Question

Associations with small-ish patient clinical data with bulk RNA-seq expression

0

Entering edit mode

11 months ago

noodlejackson ▴ 40

Hi everyone,

I have bulk RNA-seq expression in cancer vs non-cancer tissue. I have some clinical info on the patients - like age, sex, location of tumour, cancer grade.

I'd like to find genes that associate to these variables - for example 'GeneA1 is associated with cancer grade in 50+ females for tumours in the lower part of the organ.'

What techniques would be best?

Also, I'd like to gain more experience with machine learning. Can I use ML for this, even though I don't want to apply such a model for classification or prediction. I just want to explore the data and gain ML experience.

I'd really appreciate any tips, and I apologise in advance for being naive.
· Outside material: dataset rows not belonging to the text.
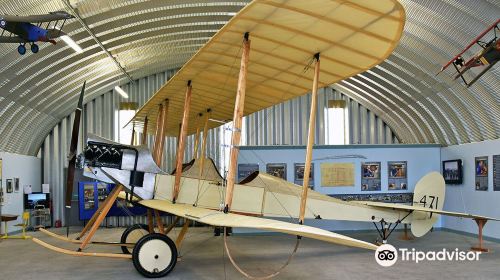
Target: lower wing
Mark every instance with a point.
(218, 218)
(12, 39)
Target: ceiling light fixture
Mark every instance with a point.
(71, 43)
(121, 92)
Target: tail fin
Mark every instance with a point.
(429, 193)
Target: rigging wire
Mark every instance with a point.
(269, 276)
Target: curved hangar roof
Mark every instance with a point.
(146, 37)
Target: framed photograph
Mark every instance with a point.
(298, 172)
(370, 170)
(277, 170)
(452, 171)
(398, 175)
(370, 176)
(397, 169)
(245, 169)
(481, 172)
(16, 184)
(496, 173)
(8, 185)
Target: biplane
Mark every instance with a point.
(22, 30)
(284, 47)
(487, 56)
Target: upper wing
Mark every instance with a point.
(12, 39)
(53, 16)
(351, 36)
(422, 209)
(217, 218)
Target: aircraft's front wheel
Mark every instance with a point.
(132, 234)
(21, 49)
(34, 48)
(154, 255)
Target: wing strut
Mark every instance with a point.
(237, 120)
(310, 140)
(182, 141)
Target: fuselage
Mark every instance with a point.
(26, 31)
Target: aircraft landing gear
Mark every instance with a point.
(21, 49)
(34, 48)
(132, 234)
(154, 255)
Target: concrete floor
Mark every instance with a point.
(202, 258)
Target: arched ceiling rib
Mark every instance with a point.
(147, 37)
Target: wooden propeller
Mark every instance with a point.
(72, 154)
To clarify, I'd like to ask on the forum, as when researching methods myself, I am finding it hard to know which methods are good or relevant. There seems to be so many options.

Thank you!

statistics ai rna-seq stats machine-learning • 572 views

ADD COMMENT • link updated 11 months ago by BioinfGuru ★ 2.1k • written 11 months ago by noodlejackson ▴ 40

score 2 · Accepted Answer · 2024-07-06

Hi,

Cancer genomics is not my area, but maybe this will give you a road map with which to start.

In any comparison of condition 1 v condition 2, I use deseq2. If you go through the workflow first and then the manual you should be able to do what you need. When going through these, pay particular attention to anything related to design, contrast, and interactions.

Design:

# from the workflow:
ddsMat <- DESeqDataSetFromMatrix(countData = countdata, # counts file
                                 colData = coldata,     # metadata file
                                 design = ~ cell + dex) # "dex" is condition of interest, "cell" is another variable (i.e. samples batches)

# To begin I suggest a simple design of something like this (assuming cancer status is in a column named "condition":
design = ~ condition + location + grade

# More advanced: 
# concatenate age_sex into one column with meaningful groups
# add to design with "+ age_sex" as a variable of interest to allow you to compare values within age_sex column (i.e. groups)
# add age and sex as interactions with cancer status as they are confounders (i.e. age and sex both affect gene expression regardless of cancer status)
# design = ~ condition + location + grade + age_sex + condition:age + condition:sex

Contrast:

Use the contrast parameter of results() to compare 2 values in any 1 variable column of the metadata. For the more complex design formulas above (especially interactions) I use this guide to designs and contrasts in deseq2.

dds <- DESeq(dds)
res <- results(dds, contrast=c("dex","trt","untrt")) # from workflow - compares treated v untreated with dexamethasone
res_basic <- results(dds, contrast=c("condition","cancer","healthy"))

Hope this helps.

P.S. With concatenation of variables like age_sex in the metadata, creating a heatmap/PCA of the normalised counts (with vst or rlog from deseq2) would also be good visualisations to see overall patterns.